Mary Glew said: “The plaque is part of a series of plaques to mark the centenary year of the Lord Mayer 2014-2015.
“Although this plaque is one of a hundred, I don’t think a hundred will be enough. There are so many talented people that we will only continue to recognise.
“For me it is all about demonstrating great achievement like John Deighton both internationally and locally.”
Despite having little success in finding gold, his ill health and a number of failed businesses, Deighton continued to invest in his community, providing bars and entertainment for sailors and workers from Vancouver’s sawmills.

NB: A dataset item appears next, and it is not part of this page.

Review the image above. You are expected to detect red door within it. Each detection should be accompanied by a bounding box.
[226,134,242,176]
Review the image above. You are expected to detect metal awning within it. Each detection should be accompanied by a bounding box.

Lee Appleton, Centre Manager for Prospect Shopping Centre, said: “Gassy Jack’s story encompasses the mentality of the people of Hull – to continue to do well for your community and to strive for success in the face of adversity.
“It is important that we recognise Hull’s hidden heroes who have done the city proud on an international scale and now Gassy Jack’s birthplace has been confirmed as Brook Street, it is important that we celebrate him.
“Hull has such a rich history and it is important that this is visible to the thousands of people expected to visit us next year.”
The unveiling ceremony was attended by David Osgodby, local poet, who agrees the plaque will be a welcomed addition to the local community offering people the opportunity to discover information about Gassy Jack’s life and his historical relevance to the city.
He said: “Gassy Jack was such an incredible character, but it is a shame his story is relatively unknown to the people of Hull. His story is extraordinary and we striveto make the people of Hull aware of his excellence.”